Malay : I do not think anyone can break away from the fundamentals of Hunger. In India the reality is stark. A large number of India’s population do not get to eat everyday. I have visited hundreds of villages and encountered the plight myself. In several visits my wife accompanied me to enter villager’s hutment kitchens to find out what they were eating and how they were carrying their day to day lives. The problem remains seven decades after India’s Independence.

Dolunay : Which with reality of language, the poet moves away from conformism?

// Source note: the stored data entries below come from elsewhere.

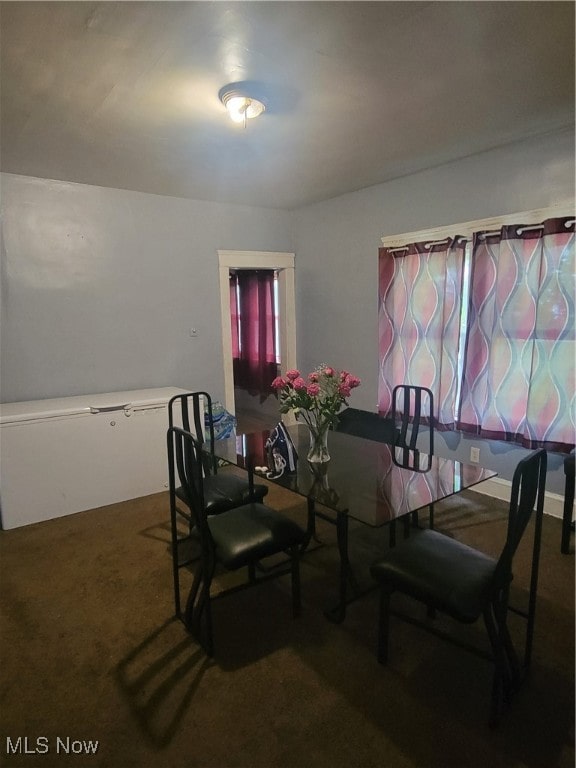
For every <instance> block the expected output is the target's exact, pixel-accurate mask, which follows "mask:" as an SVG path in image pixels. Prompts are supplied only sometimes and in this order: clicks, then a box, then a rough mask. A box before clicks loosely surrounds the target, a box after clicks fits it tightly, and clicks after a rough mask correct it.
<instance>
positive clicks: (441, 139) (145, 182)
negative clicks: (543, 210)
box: [0, 1, 574, 209]
mask: <svg viewBox="0 0 576 768" xmlns="http://www.w3.org/2000/svg"><path fill="white" fill-rule="evenodd" d="M0 5H1V70H0V73H1V126H0V128H1V133H0V137H1V164H0V167H1V169H2V170H3V171H6V172H9V173H18V174H25V175H30V176H39V177H42V178H50V179H60V180H67V181H75V182H83V183H87V184H96V185H100V186H106V187H116V188H120V189H132V190H139V191H142V192H152V193H156V194H161V195H175V196H181V197H189V198H195V199H199V200H211V201H221V202H231V203H241V204H249V205H260V206H271V207H277V208H288V209H291V208H296V207H299V206H302V205H306V204H309V203H313V202H316V201H319V200H324V199H328V198H331V197H334V196H336V195H340V194H343V193H346V192H351V191H354V190H357V189H361V188H363V187H367V186H370V185H372V184H378V183H381V182H384V181H387V180H389V179H392V178H395V177H398V176H402V175H406V174H409V173H413V172H415V171H419V170H422V169H425V168H430V167H433V166H435V165H438V164H441V163H445V162H448V161H451V160H454V159H457V158H461V157H464V156H467V155H470V154H473V153H477V152H482V151H483V150H487V149H490V148H493V147H497V146H501V145H504V144H507V143H509V142H512V141H516V140H519V139H523V138H527V137H530V136H534V135H537V134H541V133H545V132H548V131H552V130H556V129H558V128H561V127H564V126H570V125H573V124H574V3H573V2H408V1H405V2H232V3H229V2H216V1H213V2H60V3H52V2H39V3H36V2H2V3H1V4H0ZM239 81H241V82H246V81H248V82H250V83H251V84H252V92H253V95H255V96H257V97H260V98H261V99H262V100H264V101H265V103H266V105H267V110H266V112H265V113H264V115H263V116H262V117H260V118H258V119H257V120H254V121H251V122H249V123H248V126H247V127H246V128H245V129H244V128H242V127H239V126H237V125H235V124H233V123H232V122H231V121H230V120H229V118H228V117H227V114H226V112H225V110H224V107H223V106H222V104H221V103H220V101H219V100H218V91H219V90H220V88H221V87H222V86H223V85H225V84H227V83H231V82H239Z"/></svg>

Malay : Post 1960s poets outside the Literary Establishment do not conform to academic canons and have moved far away from the rules laid down by the Academia. I do not know about Turkey, but here in Calcutta in particular and West Bengal in general about 3000 little magazines are published each year. In fact the Little Magazine Explosion started right after we started the Hungry Generation movement. Little magazine editors arrange book fairs at district towns to get out of the clutches of the Establishment. There is a Little Magazine Library and Research Centre at Calcutta wich has been collection almost all literary magazines since 1970.  Some poets are lured though with prizes, posts and money and they start eulogising the powerful people. 

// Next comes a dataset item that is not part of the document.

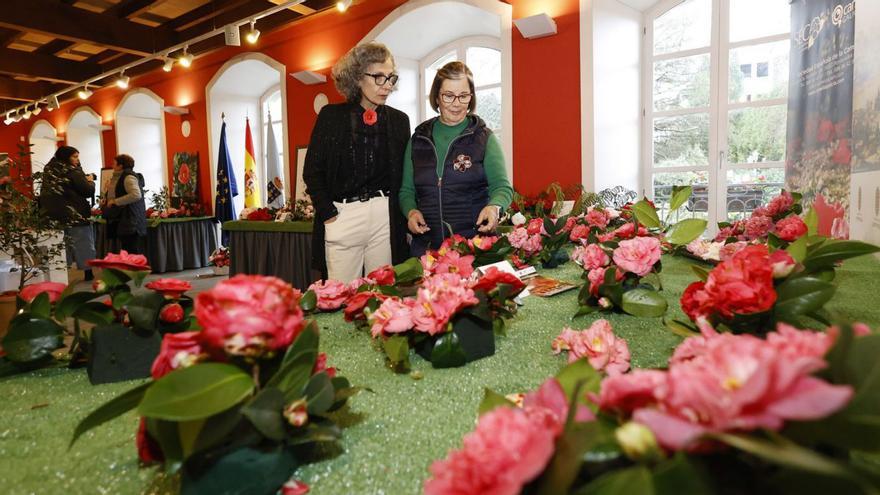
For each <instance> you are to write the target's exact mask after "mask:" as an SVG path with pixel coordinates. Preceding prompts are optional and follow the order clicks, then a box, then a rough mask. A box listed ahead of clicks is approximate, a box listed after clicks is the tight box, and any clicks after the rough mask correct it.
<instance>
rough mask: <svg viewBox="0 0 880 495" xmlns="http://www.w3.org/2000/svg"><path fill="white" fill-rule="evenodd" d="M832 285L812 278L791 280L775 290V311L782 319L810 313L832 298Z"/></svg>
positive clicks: (827, 301)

Dolunay : What is the status of poetry  in India? Are the effects of the Hungry Generation going on?

Malay : The poetry scene is very much robust and active. From the annual list of poets published by a fortnightly poetry magazine, there are about 4000 poets in West Bengal alone writing in Bengali language. Similarly there are poets in other Indian languages. Poetry Readings are organised quite frequently in cities all over India. Writers and poets get arrested every now and then. Most of the members of The Hungryalist movement have expired but the subsequent generations have been carrying our voice of protest and dissent. There have been Ph D and M Phill dissertations on our movement. A film titled Baishey Shrabon portrayed the protesting Hungry Generation poet. A film has been made on my poem Stark Electric Jesus. BBC radio also produced two programmes on our movement for their Channel 3 and 4.

Dolunay : What do you think about the poet's of activist?

Malay : The poet must be an activist. The moment you defy the established canons and the value systems you become an activist, whether you write against the System or not you are forced to be an activist by dint of being a poet. 

Dolunay : Finally, what would you say to your Turkish readers?

Malay : I would like to thank young Turkish readers for evincing interest in our movement as well as what is happening in the literary field in an underdeveloped country like India. In most of the countries poets and writers of the third world who write in their mother tongue remain neglected by the West. I would also like to translate contemporary Turkish poets and introduce them to Indian readers, specially Bengali readers. Other than a few poems Nazim Hikmet and Cemal Suraya, readers are not much aware of the Turkish poetry scene.